En 1998, il y aura Mésanges et boucles grises, un film qui se déroule comme une conversation, bifurquant d'un sujet à l'autre comme dans la vie, où le scénario n'est pas "pitché" en fonction d'une dramaturgie précise mais a la saveur de l'inattendu. Un film sur le temps comme l'est l'Homme à moitié dégelé, leur dernier opus, dont nous avons rendu compte dans le webzine n°53. "On aime avoir la liberté de prendre le temps. Pouvoir produire avec peu de moyens c'est avoir beaucoup de temps. Si l'on est pas content de ses images on peut recommencer. Ce que je regrette dans la production actuelle, c'est qu'il y a de moins en moins de place pour la rêverie et la création. Ce qui est paradoxal, c'est que le montage financier d'un projet prend plus de temps que sa réalisation, du temps nécessaire à la création du film."

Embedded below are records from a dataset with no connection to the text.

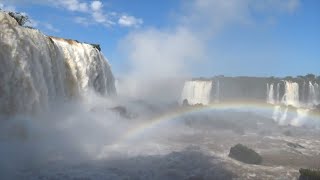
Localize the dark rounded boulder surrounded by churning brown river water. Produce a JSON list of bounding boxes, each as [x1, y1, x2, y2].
[[229, 144, 262, 164]]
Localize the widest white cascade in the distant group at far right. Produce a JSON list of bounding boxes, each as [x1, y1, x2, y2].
[[282, 81, 300, 107]]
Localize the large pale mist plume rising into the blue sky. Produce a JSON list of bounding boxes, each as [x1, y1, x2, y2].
[[119, 0, 299, 100]]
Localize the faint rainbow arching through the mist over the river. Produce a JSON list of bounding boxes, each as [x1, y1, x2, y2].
[[120, 101, 320, 142]]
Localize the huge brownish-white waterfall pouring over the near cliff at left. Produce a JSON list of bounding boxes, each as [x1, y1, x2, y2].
[[0, 13, 115, 114]]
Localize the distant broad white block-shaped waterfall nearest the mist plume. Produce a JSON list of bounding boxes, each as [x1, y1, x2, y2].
[[181, 81, 212, 105]]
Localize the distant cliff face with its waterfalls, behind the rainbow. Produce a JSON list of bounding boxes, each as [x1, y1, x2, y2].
[[180, 75, 320, 108]]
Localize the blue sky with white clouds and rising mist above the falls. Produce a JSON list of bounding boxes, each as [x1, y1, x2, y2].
[[0, 0, 320, 77]]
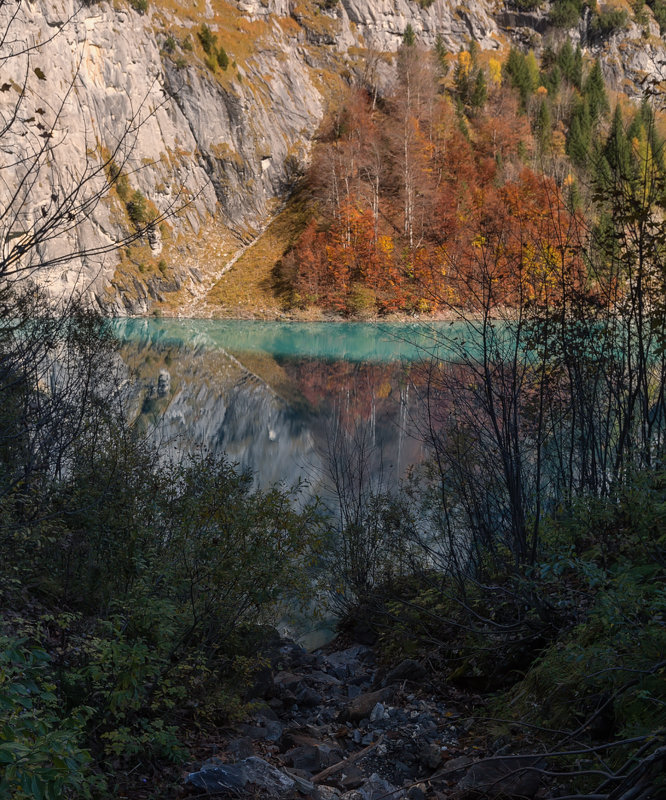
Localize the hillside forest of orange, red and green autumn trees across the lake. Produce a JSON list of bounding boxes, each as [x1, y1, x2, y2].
[[278, 36, 663, 316]]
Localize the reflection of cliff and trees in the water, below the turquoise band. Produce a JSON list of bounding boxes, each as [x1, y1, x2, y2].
[[124, 346, 423, 491]]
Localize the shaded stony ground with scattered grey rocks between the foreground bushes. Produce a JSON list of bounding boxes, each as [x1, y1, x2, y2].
[[180, 641, 545, 800]]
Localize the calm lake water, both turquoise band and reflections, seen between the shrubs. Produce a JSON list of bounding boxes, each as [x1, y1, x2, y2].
[[113, 319, 464, 493]]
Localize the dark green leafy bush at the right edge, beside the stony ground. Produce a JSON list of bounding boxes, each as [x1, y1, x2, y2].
[[504, 473, 666, 738]]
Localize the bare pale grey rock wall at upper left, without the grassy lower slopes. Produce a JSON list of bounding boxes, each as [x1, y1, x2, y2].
[[0, 0, 323, 312]]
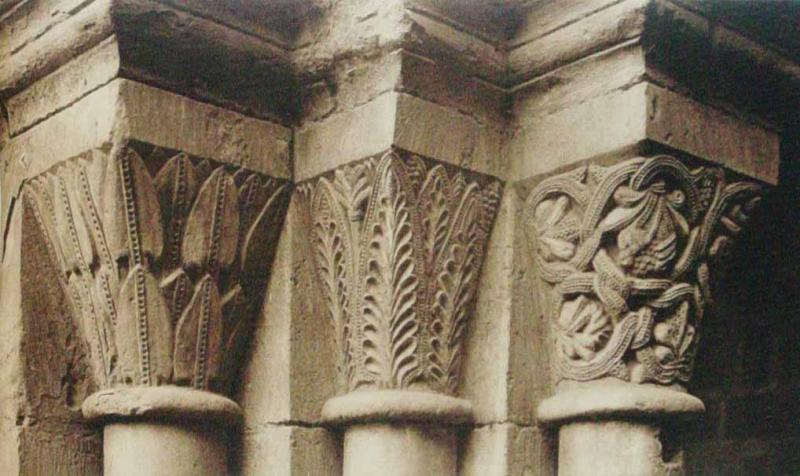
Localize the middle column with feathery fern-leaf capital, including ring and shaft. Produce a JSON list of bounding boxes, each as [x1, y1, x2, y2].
[[301, 152, 501, 476]]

Et les nouvelles technologies ? Sur ce point, ils sont d'accord avec la plupart de nos producteurs, ça ne change pas fondamentalement la manière de faire du cinéma. "Faire un film demande énormément d'énergie, de temps. C'est la décision d'entreprendre un film qui est importante, qu'il y ait peu de moyens ou non ne change pas grand chose. Les DV-Cam, c'est bien, mais pour certains projets. On essaie d'ailleurs de toujours faire nos films en pellicule. - D'autant, renchérit Anne, que la pellicule n'est pas seulement une technique, qu'elle engendre une mentalité, une réflexion sur le cadre : large ou serré, etc. On constate au montage que certains réalisateurs ne réfléchissent plus, puisqu'ils ont l'opportunité de multiplier les prises, ce qui se traduit par une absence de regard. - On n'est pas contre, enchaîne Daniel, mais ça reste un moyen au service d'un sujet et non l'inverse."